In ringing, melodramatic tones and phrases Santos recapitulated the events of the spring and summer of 1987, when Dennis's “life was falling apart. He had a terrific job and he loses it. By June he's a short-order cook at a country club. His life is falling apart. And at the end of May Karin tells him they should halt their relationship for a month, ‘and I'm in love with Alex Markov,' and she's spending more time with Alex Markov in Rowayton. On June twenty-sixth, the anniversary of their first date, Joyce has an accident and Alex Markov drives Karin to the hospital and he drives her back to the condo and Dennis comes over and Alex is there, in the shower, and he's going to spend the night. His anger is building up.

“On July fourth Karin tells Dennis that she's had sex with Alex Markov, and from July seventh to July fourteenth she goes to Woodstock with Alex Markov. Dennis is frantic. He wasn't sleeping; he wasn't eating; he's walking around like a zombie. And he learns that Joyce is promoting Alex Markov and Karin, and his anger is uncontrollable. On July twenty-eighth Karin tells Dennis what if she had more sex with Alex, and he explodes and says, if it's true, he'll drive off the road and kill them both. That's why she wrote in her diary that he was suicidal. And two days later he's crying and begging outside her window for her not to go to Binghamton. He was beyond obsession.

“But she goes to Binghamton. And on August fourth he goes into the house, and he sees pictures of Alex Markov on her dresser, and he opens her drawer and pulls out her diary, and he reads of all the occasions she had sex with Alex Markov. That's when he wrote the ‘I will “do the deed”' note. He's frantic and hysterical, a zombie at that point.

“On August fourth, eight hours before the murder, he calls Karin and he hears her breathing heavily and he hears Alex Markov in the background and he assumes he's interrupted sex.
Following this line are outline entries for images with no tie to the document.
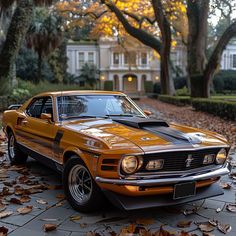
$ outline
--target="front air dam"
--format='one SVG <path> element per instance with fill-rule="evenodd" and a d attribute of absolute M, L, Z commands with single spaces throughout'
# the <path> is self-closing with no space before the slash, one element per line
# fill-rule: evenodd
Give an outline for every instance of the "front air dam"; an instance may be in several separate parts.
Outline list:
<path fill-rule="evenodd" d="M 218 183 L 212 184 L 208 187 L 198 188 L 196 195 L 192 197 L 181 198 L 174 200 L 170 195 L 156 195 L 156 196 L 142 196 L 142 197 L 129 197 L 104 190 L 105 196 L 111 203 L 122 210 L 137 210 L 144 208 L 174 206 L 188 202 L 203 200 L 210 197 L 223 195 L 224 192 Z"/>

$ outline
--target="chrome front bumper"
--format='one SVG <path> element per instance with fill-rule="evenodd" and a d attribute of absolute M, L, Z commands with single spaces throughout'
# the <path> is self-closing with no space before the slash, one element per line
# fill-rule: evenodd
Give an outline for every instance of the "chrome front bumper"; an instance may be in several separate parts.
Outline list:
<path fill-rule="evenodd" d="M 158 186 L 158 185 L 177 184 L 180 182 L 191 182 L 191 181 L 200 181 L 211 178 L 217 178 L 222 175 L 229 174 L 230 171 L 231 171 L 231 165 L 227 163 L 222 168 L 204 173 L 191 174 L 189 176 L 163 178 L 156 175 L 155 178 L 151 179 L 108 179 L 108 178 L 96 177 L 95 180 L 98 183 L 105 183 L 105 184 L 131 185 L 131 186 Z"/>

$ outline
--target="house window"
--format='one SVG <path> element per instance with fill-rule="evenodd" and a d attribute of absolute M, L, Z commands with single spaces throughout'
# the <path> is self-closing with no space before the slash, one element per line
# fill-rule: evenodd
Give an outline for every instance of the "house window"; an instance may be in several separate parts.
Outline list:
<path fill-rule="evenodd" d="M 117 53 L 117 52 L 113 53 L 113 64 L 114 65 L 119 65 L 120 64 L 119 53 Z"/>
<path fill-rule="evenodd" d="M 129 53 L 129 64 L 136 65 L 136 52 Z"/>
<path fill-rule="evenodd" d="M 147 65 L 147 53 L 146 52 L 141 53 L 141 65 Z"/>
<path fill-rule="evenodd" d="M 84 66 L 85 57 L 84 52 L 79 52 L 79 68 L 81 69 Z"/>
<path fill-rule="evenodd" d="M 89 52 L 89 53 L 88 53 L 88 63 L 89 63 L 89 64 L 95 64 L 95 61 L 94 61 L 94 53 L 93 53 L 93 52 Z"/>
<path fill-rule="evenodd" d="M 236 54 L 233 54 L 233 68 L 236 68 Z"/>
<path fill-rule="evenodd" d="M 125 65 L 129 64 L 129 54 L 127 52 L 124 54 L 124 64 Z"/>

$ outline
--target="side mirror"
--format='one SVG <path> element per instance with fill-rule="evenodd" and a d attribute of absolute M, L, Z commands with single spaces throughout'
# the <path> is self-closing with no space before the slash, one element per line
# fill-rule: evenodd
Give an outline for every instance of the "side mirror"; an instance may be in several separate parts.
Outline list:
<path fill-rule="evenodd" d="M 52 122 L 52 114 L 49 113 L 42 113 L 40 119 L 47 120 L 49 123 Z"/>
<path fill-rule="evenodd" d="M 143 112 L 146 116 L 151 116 L 152 115 L 151 111 L 144 110 Z"/>

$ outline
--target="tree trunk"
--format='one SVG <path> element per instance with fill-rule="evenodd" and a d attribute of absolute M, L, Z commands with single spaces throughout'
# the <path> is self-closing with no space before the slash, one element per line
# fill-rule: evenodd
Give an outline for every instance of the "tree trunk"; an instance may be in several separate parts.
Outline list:
<path fill-rule="evenodd" d="M 210 86 L 204 76 L 190 77 L 191 80 L 191 97 L 192 98 L 208 98 L 210 96 Z"/>
<path fill-rule="evenodd" d="M 13 14 L 7 31 L 5 43 L 0 54 L 0 83 L 7 93 L 10 89 L 10 72 L 16 61 L 22 41 L 25 38 L 33 17 L 33 3 L 31 0 L 21 0 Z M 0 91 L 3 92 L 3 91 Z"/>
<path fill-rule="evenodd" d="M 188 74 L 191 97 L 208 97 L 208 83 L 204 81 L 206 67 L 206 39 L 209 0 L 188 0 L 189 36 L 187 45 Z"/>
<path fill-rule="evenodd" d="M 38 75 L 37 75 L 37 80 L 35 81 L 36 84 L 38 84 L 40 80 L 42 79 L 42 64 L 43 64 L 42 54 L 39 53 L 38 54 Z"/>

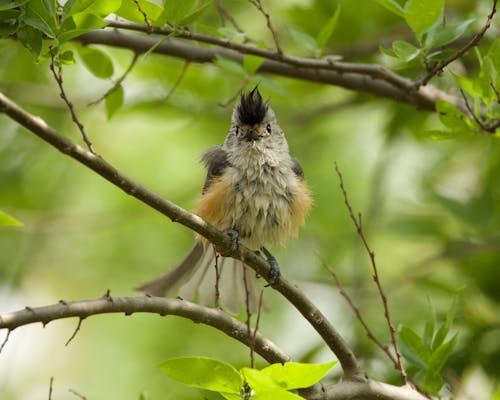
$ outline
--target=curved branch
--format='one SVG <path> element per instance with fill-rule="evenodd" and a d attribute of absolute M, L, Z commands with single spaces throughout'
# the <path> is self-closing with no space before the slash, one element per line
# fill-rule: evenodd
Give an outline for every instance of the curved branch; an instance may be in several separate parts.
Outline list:
<path fill-rule="evenodd" d="M 321 389 L 318 386 L 304 390 L 301 395 L 305 395 L 308 400 L 428 400 L 409 385 L 393 386 L 373 380 L 340 382 L 323 385 Z"/>
<path fill-rule="evenodd" d="M 20 125 L 51 144 L 62 153 L 74 158 L 101 175 L 104 179 L 119 187 L 125 193 L 149 205 L 161 214 L 169 217 L 172 221 L 179 222 L 204 236 L 216 245 L 217 248 L 224 251 L 225 256 L 242 260 L 268 282 L 272 279 L 268 263 L 255 252 L 244 246 L 240 246 L 238 249 L 233 250 L 231 238 L 228 235 L 217 230 L 212 225 L 209 225 L 197 215 L 187 212 L 178 205 L 164 199 L 159 194 L 133 181 L 100 156 L 92 154 L 74 144 L 56 130 L 49 127 L 41 118 L 29 114 L 2 93 L 0 93 L 0 112 L 7 114 Z M 295 306 L 295 308 L 297 308 L 304 318 L 309 321 L 314 329 L 320 334 L 333 353 L 335 353 L 344 370 L 344 378 L 347 380 L 364 381 L 366 379 L 364 371 L 354 356 L 354 353 L 321 311 L 319 311 L 295 285 L 290 284 L 283 277 L 273 285 L 273 288 L 279 291 Z"/>
<path fill-rule="evenodd" d="M 110 297 L 99 299 L 60 301 L 43 307 L 26 307 L 23 310 L 0 314 L 0 329 L 12 331 L 20 326 L 41 322 L 43 325 L 58 319 L 79 317 L 80 321 L 92 315 L 125 313 L 152 313 L 177 315 L 195 323 L 209 325 L 250 347 L 270 363 L 283 363 L 290 357 L 271 340 L 258 332 L 248 330 L 246 324 L 223 311 L 208 308 L 182 299 L 163 297 Z"/>
<path fill-rule="evenodd" d="M 141 28 L 142 25 L 112 23 L 109 26 L 122 27 L 131 25 Z M 131 28 L 130 28 L 131 29 Z M 159 28 L 155 28 L 154 32 Z M 217 47 L 200 46 L 186 40 L 169 38 L 158 44 L 158 39 L 150 36 L 125 34 L 118 30 L 93 31 L 79 36 L 75 40 L 83 44 L 104 44 L 108 46 L 127 48 L 138 53 L 145 53 L 153 46 L 153 52 L 174 56 L 197 63 L 211 63 L 217 57 L 224 57 L 241 63 L 243 54 L 253 54 L 264 58 L 258 69 L 260 73 L 270 73 L 279 76 L 321 82 L 329 85 L 341 86 L 346 89 L 367 92 L 379 97 L 409 103 L 419 109 L 434 111 L 436 100 L 446 100 L 457 106 L 460 100 L 440 91 L 433 86 L 415 88 L 412 80 L 401 77 L 380 65 L 344 63 L 293 56 L 280 56 L 278 53 L 259 49 L 249 45 L 233 43 L 226 39 L 208 35 L 185 33 L 178 34 L 169 30 L 161 30 L 177 34 L 183 39 L 215 44 Z"/>

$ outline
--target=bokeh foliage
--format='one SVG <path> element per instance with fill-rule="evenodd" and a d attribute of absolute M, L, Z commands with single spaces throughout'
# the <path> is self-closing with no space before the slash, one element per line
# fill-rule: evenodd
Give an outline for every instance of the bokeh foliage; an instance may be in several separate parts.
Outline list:
<path fill-rule="evenodd" d="M 265 19 L 249 2 L 139 3 L 154 25 L 170 21 L 273 47 Z M 442 3 L 380 0 L 360 7 L 358 2 L 297 0 L 264 6 L 286 53 L 383 63 L 417 78 L 470 40 L 491 9 L 486 0 L 447 1 L 444 26 Z M 244 34 L 218 12 L 217 4 Z M 419 18 L 419 6 L 428 11 L 425 18 Z M 68 1 L 58 7 L 51 0 L 6 1 L 0 11 L 6 38 L 0 41 L 1 90 L 79 141 L 49 70 L 52 45 L 63 65 L 65 90 L 98 153 L 187 209 L 193 208 L 204 178 L 199 154 L 223 140 L 234 104 L 230 100 L 245 84 L 260 83 L 315 198 L 301 238 L 286 251 L 274 249 L 287 277 L 300 282 L 326 310 L 371 376 L 398 382 L 397 372 L 366 339 L 318 258 L 338 272 L 374 332 L 388 343 L 368 258 L 343 205 L 337 162 L 354 208 L 363 213 L 393 319 L 404 325 L 403 331 L 425 338 L 431 325 L 438 330 L 446 324 L 459 293 L 446 338 L 456 344 L 443 375 L 449 388 L 460 392 L 457 382 L 466 383 L 480 371 L 485 391 L 493 390 L 500 376 L 497 135 L 449 103 L 428 113 L 333 86 L 259 75 L 260 61 L 249 57 L 243 66 L 219 59 L 215 65 L 186 68 L 179 59 L 141 55 L 117 92 L 88 106 L 122 75 L 133 54 L 83 47 L 71 39 L 104 26 L 104 17 L 113 12 L 144 23 L 134 2 Z M 496 36 L 493 23 L 477 48 L 431 81 L 459 98 L 459 89 L 464 90 L 485 123 L 499 117 Z M 130 295 L 134 286 L 175 264 L 190 247 L 193 235 L 185 228 L 128 198 L 5 116 L 0 124 L 0 210 L 24 224 L 0 227 L 2 310 L 95 297 L 108 288 Z M 319 338 L 290 306 L 271 290 L 266 297 L 270 311 L 261 322 L 263 334 L 297 361 L 329 361 Z M 155 365 L 175 356 L 248 363 L 247 350 L 238 344 L 170 317 L 92 318 L 65 348 L 74 324 L 56 322 L 45 330 L 33 327 L 26 335 L 11 335 L 0 354 L 2 398 L 39 398 L 50 376 L 55 376 L 54 398 L 67 396 L 67 388 L 87 398 L 138 398 L 143 391 L 148 399 L 199 398 L 166 381 Z M 418 373 L 418 360 L 414 364 Z"/>

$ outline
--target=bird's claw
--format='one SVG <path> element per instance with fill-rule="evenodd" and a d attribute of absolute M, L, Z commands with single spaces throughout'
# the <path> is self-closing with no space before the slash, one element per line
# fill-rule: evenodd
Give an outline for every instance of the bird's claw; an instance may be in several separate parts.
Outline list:
<path fill-rule="evenodd" d="M 265 287 L 273 286 L 280 279 L 281 276 L 280 266 L 276 258 L 269 252 L 269 250 L 267 250 L 265 247 L 261 247 L 261 250 L 266 256 L 266 260 L 269 263 L 269 266 L 271 267 L 269 281 L 267 285 L 265 285 Z"/>
<path fill-rule="evenodd" d="M 226 229 L 224 233 L 228 235 L 231 240 L 231 251 L 234 252 L 238 250 L 238 247 L 240 247 L 240 233 L 234 228 Z"/>

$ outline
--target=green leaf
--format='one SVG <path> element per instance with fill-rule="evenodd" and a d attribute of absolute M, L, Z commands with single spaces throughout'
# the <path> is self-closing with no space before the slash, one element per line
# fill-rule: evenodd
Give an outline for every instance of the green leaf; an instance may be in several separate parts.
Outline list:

Eight hours later he murders Joyce Aparo. And what does he do that evening? He goes to look for beer and he goes to Kira Lintner's house and they sit around and drink beer and watch horror movies, they watch
Friday the 13th
, with its scenes of teenage sex and the murderer who kills all the kids and who turns out to be a mother. And then he decides to do the murder, and he goes out and buys the panty hose and the black stuff and everything else. Did Karin tell him to do these things? Poppycock.